Applications of Poisson Equation Solutions in Bounded Domains with Dirichlet Boundary Conditions

The mathematical framework of Poisson's equation provides foundational tools for modeling and solving boundary value problems in various scientific and engineering disciplines. When applied to bounded domains with Dirichlet boundary conditions—where the solution is specified on the boundary—the equation allows for precise determination of potential fields, temperature distributions, and other scalar quantities within a defined region. This article explores the analytical and numerical techniques for solving Poisson's equation in two-dimensional bounded domains, drawing exclusively from the provided source materials. The focus is on understanding the problem structure, solution methods, and validation approaches, which are critical for accurate modeling in fields such as electrostatics, fluid dynamics, and thermodynamics.

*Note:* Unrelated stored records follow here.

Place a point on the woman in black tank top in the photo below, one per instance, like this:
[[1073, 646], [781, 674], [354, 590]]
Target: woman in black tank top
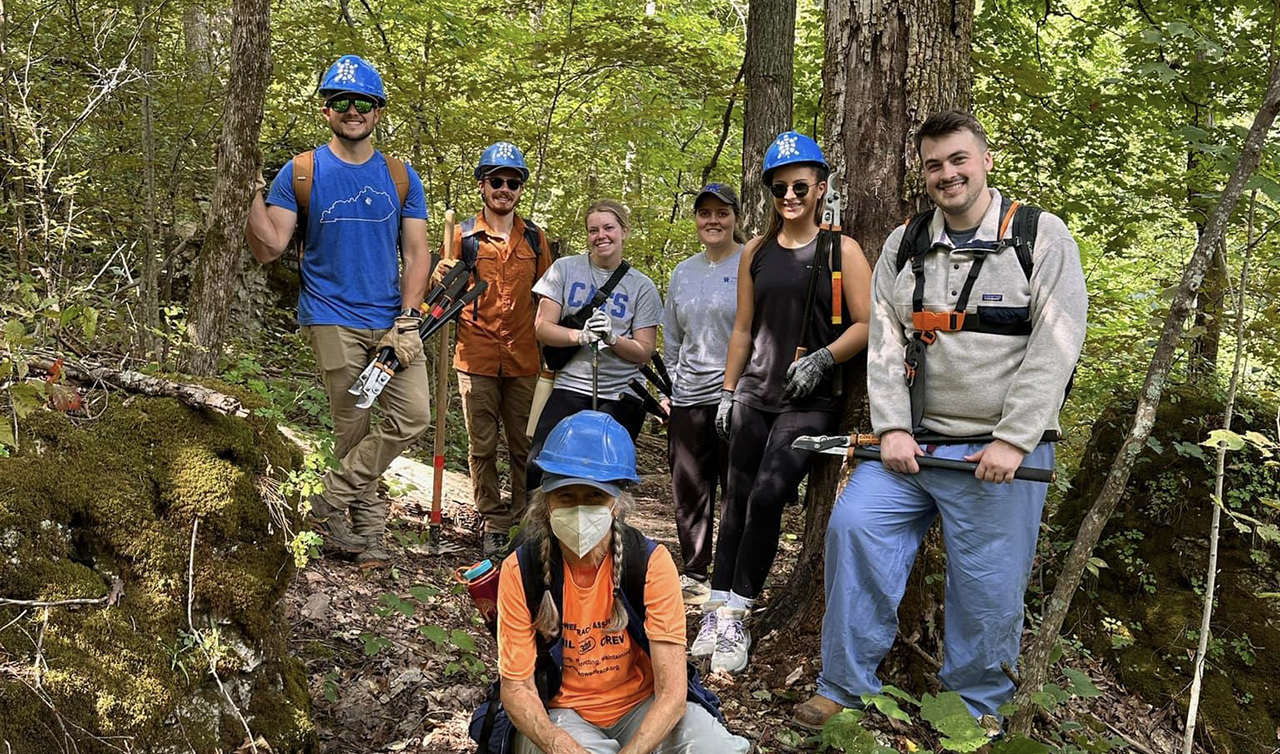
[[769, 397]]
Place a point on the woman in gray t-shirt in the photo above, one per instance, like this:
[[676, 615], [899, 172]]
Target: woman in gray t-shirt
[[624, 329], [702, 300]]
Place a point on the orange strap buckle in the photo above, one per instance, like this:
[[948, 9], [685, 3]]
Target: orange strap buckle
[[932, 321]]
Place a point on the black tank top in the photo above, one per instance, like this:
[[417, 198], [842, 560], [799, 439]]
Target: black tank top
[[781, 278]]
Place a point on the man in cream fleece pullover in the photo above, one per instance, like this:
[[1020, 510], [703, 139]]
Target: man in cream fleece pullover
[[1005, 377]]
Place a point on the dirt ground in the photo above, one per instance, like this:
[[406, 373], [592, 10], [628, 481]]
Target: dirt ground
[[398, 658]]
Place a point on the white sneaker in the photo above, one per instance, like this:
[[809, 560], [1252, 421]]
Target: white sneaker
[[693, 590], [732, 644], [704, 644]]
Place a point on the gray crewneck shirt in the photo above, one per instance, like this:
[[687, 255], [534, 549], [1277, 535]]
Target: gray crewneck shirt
[[702, 301]]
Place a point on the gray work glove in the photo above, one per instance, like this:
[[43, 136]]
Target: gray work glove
[[403, 339], [723, 412], [602, 325], [804, 375]]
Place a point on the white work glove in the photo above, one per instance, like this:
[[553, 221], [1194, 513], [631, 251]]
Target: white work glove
[[588, 337], [602, 325], [723, 414], [804, 375]]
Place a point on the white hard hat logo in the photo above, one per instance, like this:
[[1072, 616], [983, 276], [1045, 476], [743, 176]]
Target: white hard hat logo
[[346, 72]]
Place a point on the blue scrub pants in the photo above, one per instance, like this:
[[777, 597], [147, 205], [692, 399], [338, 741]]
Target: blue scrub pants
[[872, 539]]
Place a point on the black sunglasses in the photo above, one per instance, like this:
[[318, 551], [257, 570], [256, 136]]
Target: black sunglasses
[[780, 190], [343, 104], [512, 183]]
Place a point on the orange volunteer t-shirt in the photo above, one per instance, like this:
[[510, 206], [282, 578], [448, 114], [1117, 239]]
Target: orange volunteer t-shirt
[[604, 673]]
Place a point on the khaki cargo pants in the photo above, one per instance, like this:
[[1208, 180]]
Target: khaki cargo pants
[[487, 402], [365, 452]]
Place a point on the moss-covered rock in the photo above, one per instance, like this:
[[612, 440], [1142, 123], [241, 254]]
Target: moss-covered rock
[[88, 506], [1142, 612]]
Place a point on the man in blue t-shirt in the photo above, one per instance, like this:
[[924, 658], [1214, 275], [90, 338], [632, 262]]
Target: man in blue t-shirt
[[361, 208]]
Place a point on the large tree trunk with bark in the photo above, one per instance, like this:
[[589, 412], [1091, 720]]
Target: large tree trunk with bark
[[238, 163], [767, 69], [888, 65], [1037, 656]]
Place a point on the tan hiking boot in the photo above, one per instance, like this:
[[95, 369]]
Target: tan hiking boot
[[814, 712]]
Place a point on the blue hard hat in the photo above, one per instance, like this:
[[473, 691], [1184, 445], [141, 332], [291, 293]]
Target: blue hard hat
[[589, 444], [352, 73], [791, 149], [502, 155]]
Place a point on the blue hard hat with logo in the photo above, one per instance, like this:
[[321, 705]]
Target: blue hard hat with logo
[[502, 155], [791, 149], [352, 73], [592, 446]]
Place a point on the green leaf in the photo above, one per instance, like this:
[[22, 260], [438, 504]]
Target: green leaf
[[950, 717], [462, 640], [434, 633], [1224, 438], [1080, 684], [886, 705]]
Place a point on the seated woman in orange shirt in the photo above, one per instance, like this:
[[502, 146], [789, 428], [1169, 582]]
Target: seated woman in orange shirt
[[592, 670]]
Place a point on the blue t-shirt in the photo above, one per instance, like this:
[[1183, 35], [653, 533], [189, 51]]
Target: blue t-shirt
[[351, 263]]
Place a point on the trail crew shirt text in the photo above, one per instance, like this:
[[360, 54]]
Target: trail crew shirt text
[[698, 321], [981, 383], [632, 306], [351, 261]]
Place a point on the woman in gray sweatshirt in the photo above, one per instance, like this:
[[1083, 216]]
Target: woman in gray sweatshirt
[[696, 324]]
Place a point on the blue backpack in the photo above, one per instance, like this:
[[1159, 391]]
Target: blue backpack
[[490, 727]]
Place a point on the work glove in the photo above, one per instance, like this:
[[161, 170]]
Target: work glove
[[403, 339], [588, 337], [602, 325], [804, 375], [442, 268], [723, 414]]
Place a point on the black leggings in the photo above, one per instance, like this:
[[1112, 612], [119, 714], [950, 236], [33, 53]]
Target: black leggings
[[699, 464], [563, 403], [764, 473]]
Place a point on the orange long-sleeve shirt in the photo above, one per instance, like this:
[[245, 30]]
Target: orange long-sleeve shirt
[[497, 334]]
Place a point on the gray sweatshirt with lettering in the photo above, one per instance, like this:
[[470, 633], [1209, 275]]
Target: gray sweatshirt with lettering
[[698, 320], [981, 383]]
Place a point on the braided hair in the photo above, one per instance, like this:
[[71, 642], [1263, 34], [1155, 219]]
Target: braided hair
[[547, 622]]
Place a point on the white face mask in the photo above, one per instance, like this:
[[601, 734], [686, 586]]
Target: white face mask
[[581, 528]]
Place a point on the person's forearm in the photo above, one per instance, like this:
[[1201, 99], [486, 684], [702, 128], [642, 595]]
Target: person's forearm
[[632, 350], [263, 238], [850, 343], [739, 351], [529, 714], [663, 714]]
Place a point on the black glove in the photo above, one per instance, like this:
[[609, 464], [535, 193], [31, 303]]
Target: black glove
[[722, 414], [804, 375]]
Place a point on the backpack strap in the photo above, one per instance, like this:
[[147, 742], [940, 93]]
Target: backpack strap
[[304, 181], [400, 177]]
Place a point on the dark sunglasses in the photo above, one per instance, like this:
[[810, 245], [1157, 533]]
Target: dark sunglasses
[[343, 104], [780, 190], [512, 183]]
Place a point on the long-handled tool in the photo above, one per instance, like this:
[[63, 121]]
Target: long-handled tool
[[442, 396], [855, 447]]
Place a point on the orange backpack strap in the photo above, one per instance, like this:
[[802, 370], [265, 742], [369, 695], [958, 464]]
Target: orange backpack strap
[[400, 177]]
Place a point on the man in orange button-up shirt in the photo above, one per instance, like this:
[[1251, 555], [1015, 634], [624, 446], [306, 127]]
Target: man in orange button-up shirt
[[497, 356]]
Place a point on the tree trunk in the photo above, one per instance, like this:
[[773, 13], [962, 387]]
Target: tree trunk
[[882, 77], [771, 31], [238, 161], [1036, 658]]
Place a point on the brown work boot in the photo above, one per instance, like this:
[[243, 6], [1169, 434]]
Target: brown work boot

The core problem involves solving Poisson's equation, which is a partial differential equation of the form ∇²u = f, where u is the unknown function and f is a source term. In a bounded domain, the equation must be supplemented with boundary conditions. Dirichlet boundary conditions specify the value of u on the boundary, providing a well-posed problem for many physical scenarios. The sources discuss both analytical solutions, which are exact but often limited to simple geometries, and numerical solutions, such as the finite difference method, which can handle more complex geometries and source terms. Validation of numerical methods is also emphasized, often through the method of manufactured solutions, which ensures code accuracy by comparing numerical results against known analytical solutions.

Problem Statement and Geometric Considerations

Solving Poisson's equation in a bounded domain requires a clear definition of the region, the source term, and the boundary conditions. The provided materials focus on two-dimensional domains, which are common in engineering and physics applications. For instance, one source describes a domain bounded by surfaces of known potential, where the potential is divided into a particular part (whose Laplacian balances the source term) and a homogeneous part that adjusts the solution to meet boundary conditions. This approach is illustrated in examples involving electrostatic fields and space charge distributions.

A typical problem setup involves a unit square domain, Ω = (0,1)², which is a standard choice for testing numerical methods. The boundary of the unit square consists of four parts: bottom, right, top, and left, which are automatically tagged when generating a mesh. This tagging facilitates the application of boundary conditions, as each boundary segment can be assigned specific values. For example, homogeneous Dirichlet conditions (u = 0) are often applied on all boundaries for simplicity, but inhomogeneous conditions (u = specified non-zero values) are also possible and are demonstrated in tutorials.

In more complex scenarios, the domain may be a circle, as in the case of the Dirichlet problem for the unit disk. Here, the boundary is the circle r = 1, and the solution is sought for 0 ≤ r < 1. The circular geometry introduces polar coordinates (r, θ), which simplify the equation due to radial symmetry. The boundary condition is specified as a function g(θ) on the circle, which must be 2π-periodic in θ. This periodicity is essential for the Fourier series approach to be valid.

The source term f(x, y) in Poisson's equation can vary widely. In the examples provided, f is defined piecewise or as a periodic function. For instance, one source defines f(x, y) = 1 for 0 ≤ x ≤ 1 and 0 ≤ y ≤ 1, leading to a constant source term. Another example uses a periodic source term in the x-direction, bounded by equipotential surfaces at y = a and y = -a. The choice of f influences the complexity of the solution and the methods required for its computation.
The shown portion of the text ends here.